Lucille Ball aussi au cœur de rumeurs

Le mariage tumultueux entre Lucille et Desi fut principalement affecté par les infidélités répétées de ce dernier. En milieu des années 1940, Lucille avait même demandé le divorce, démarche abandonnée peu après.
Le film évoque quelques-unes des infidélités de Desi, mais omet les rumeurs qui touchaient Lucille elle-même, notamment sa relation intermittente avec Henry Fonda, qu’elle aurait entretenue même après son mariage. Fonda qualifia plus tard Lucille de « grand amour de sa vie ».
Par ailleurs, des liens amicaux et sentimentaux couraient sur elle avec d’autres grandes figures, comme Robert Mitchum, William Holden ou Orson Welles, souvent pour combler les absences répétées de son mari.
Les liens d’Arnaz avec Cuba et le communisme mal interprétés

Le film prétend que les parents d’Arnaz ont fui Cuba après que les Bolcheviks leur ont confisqué leurs propriétés. Pourtant, historiquement, les Bolcheviks étaient une faction communiste russe, sans puissance à Cuba.
Le véritable contexte cubaine date de la révolution de 1933 contre le régime de Gerardo Machado, bien avant la révolution communiste de 1959. La famille Arnaz, aisée et influente, perdit ses biens lors de cette révolution.
Desi et sa mère s’exilèrent à Miami, tandis que son père fut emprisonné. Les confusions dans le film reposent sans doute sur une assimilation du terme « communiste » à tout mouvement révolutionnaire, ce qui dénature l’histoire cubaine réelle du couple Arnaz.
L’écran et la grossesse : qui a eu l’idée ?

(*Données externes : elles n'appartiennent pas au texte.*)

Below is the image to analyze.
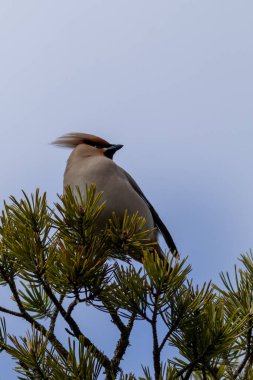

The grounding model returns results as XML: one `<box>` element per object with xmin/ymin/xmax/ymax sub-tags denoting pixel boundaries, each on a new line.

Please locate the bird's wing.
<box><xmin>121</xmin><ymin>168</ymin><xmax>179</xmax><ymax>257</ymax></box>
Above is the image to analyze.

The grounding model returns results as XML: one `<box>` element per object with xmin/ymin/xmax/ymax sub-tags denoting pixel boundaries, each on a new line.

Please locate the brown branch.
<box><xmin>159</xmin><ymin>313</ymin><xmax>184</xmax><ymax>353</ymax></box>
<box><xmin>151</xmin><ymin>294</ymin><xmax>160</xmax><ymax>380</ymax></box>
<box><xmin>102</xmin><ymin>300</ymin><xmax>126</xmax><ymax>333</ymax></box>
<box><xmin>130</xmin><ymin>298</ymin><xmax>152</xmax><ymax>323</ymax></box>
<box><xmin>49</xmin><ymin>294</ymin><xmax>65</xmax><ymax>335</ymax></box>
<box><xmin>232</xmin><ymin>322</ymin><xmax>253</xmax><ymax>379</ymax></box>
<box><xmin>109</xmin><ymin>309</ymin><xmax>126</xmax><ymax>333</ymax></box>
<box><xmin>1</xmin><ymin>272</ymin><xmax>68</xmax><ymax>360</ymax></box>
<box><xmin>66</xmin><ymin>292</ymin><xmax>99</xmax><ymax>318</ymax></box>
<box><xmin>3</xmin><ymin>219</ymin><xmax>112</xmax><ymax>372</ymax></box>
<box><xmin>0</xmin><ymin>306</ymin><xmax>23</xmax><ymax>318</ymax></box>
<box><xmin>176</xmin><ymin>351</ymin><xmax>207</xmax><ymax>378</ymax></box>
<box><xmin>182</xmin><ymin>367</ymin><xmax>194</xmax><ymax>380</ymax></box>
<box><xmin>108</xmin><ymin>312</ymin><xmax>137</xmax><ymax>379</ymax></box>
<box><xmin>30</xmin><ymin>350</ymin><xmax>48</xmax><ymax>380</ymax></box>
<box><xmin>66</xmin><ymin>298</ymin><xmax>79</xmax><ymax>318</ymax></box>
<box><xmin>65</xmin><ymin>328</ymin><xmax>75</xmax><ymax>337</ymax></box>
<box><xmin>39</xmin><ymin>276</ymin><xmax>111</xmax><ymax>370</ymax></box>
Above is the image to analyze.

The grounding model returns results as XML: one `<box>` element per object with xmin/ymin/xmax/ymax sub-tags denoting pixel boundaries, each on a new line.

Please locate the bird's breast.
<box><xmin>64</xmin><ymin>156</ymin><xmax>154</xmax><ymax>230</ymax></box>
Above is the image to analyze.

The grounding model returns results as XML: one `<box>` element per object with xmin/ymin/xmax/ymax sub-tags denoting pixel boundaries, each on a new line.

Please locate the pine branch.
<box><xmin>159</xmin><ymin>313</ymin><xmax>184</xmax><ymax>353</ymax></box>
<box><xmin>103</xmin><ymin>300</ymin><xmax>126</xmax><ymax>333</ymax></box>
<box><xmin>176</xmin><ymin>351</ymin><xmax>207</xmax><ymax>378</ymax></box>
<box><xmin>0</xmin><ymin>267</ymin><xmax>68</xmax><ymax>360</ymax></box>
<box><xmin>151</xmin><ymin>294</ymin><xmax>160</xmax><ymax>380</ymax></box>
<box><xmin>2</xmin><ymin>188</ymin><xmax>253</xmax><ymax>379</ymax></box>
<box><xmin>66</xmin><ymin>297</ymin><xmax>79</xmax><ymax>318</ymax></box>
<box><xmin>108</xmin><ymin>311</ymin><xmax>137</xmax><ymax>379</ymax></box>
<box><xmin>66</xmin><ymin>292</ymin><xmax>100</xmax><ymax>318</ymax></box>
<box><xmin>39</xmin><ymin>276</ymin><xmax>111</xmax><ymax>370</ymax></box>
<box><xmin>109</xmin><ymin>310</ymin><xmax>126</xmax><ymax>333</ymax></box>
<box><xmin>0</xmin><ymin>306</ymin><xmax>23</xmax><ymax>318</ymax></box>
<box><xmin>49</xmin><ymin>294</ymin><xmax>65</xmax><ymax>335</ymax></box>
<box><xmin>232</xmin><ymin>322</ymin><xmax>253</xmax><ymax>379</ymax></box>
<box><xmin>22</xmin><ymin>213</ymin><xmax>112</xmax><ymax>372</ymax></box>
<box><xmin>30</xmin><ymin>353</ymin><xmax>47</xmax><ymax>380</ymax></box>
<box><xmin>206</xmin><ymin>365</ymin><xmax>219</xmax><ymax>380</ymax></box>
<box><xmin>182</xmin><ymin>367</ymin><xmax>194</xmax><ymax>380</ymax></box>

Dans le film, c’est Desi Arnaz qui impose l’idée que Lucy Ricardo soit enceinte dans la série, une proposition qui provoque la stupeur chez les scénaristes et producteurs, inquiets du tabou entourant la sexualité dans les séries familiales de l’époque.
Toutefois, selon l’autobiographie de Lucille Ball, cette initiative ne venait pas de Desi qui avait d’abord suggéré d’annuler la série. C’est le producteur Jess Oppenheimer qui trouva la solution audacieuse : continuer la série en intégrant la grossesse à l’écran.
Cette nuance met en lumière le rôle de pionnière de Lucille Ball sur ce sujet socialement sensible, éclipsé dans le film par une vision plus commerciale portée par le personnage de Desi.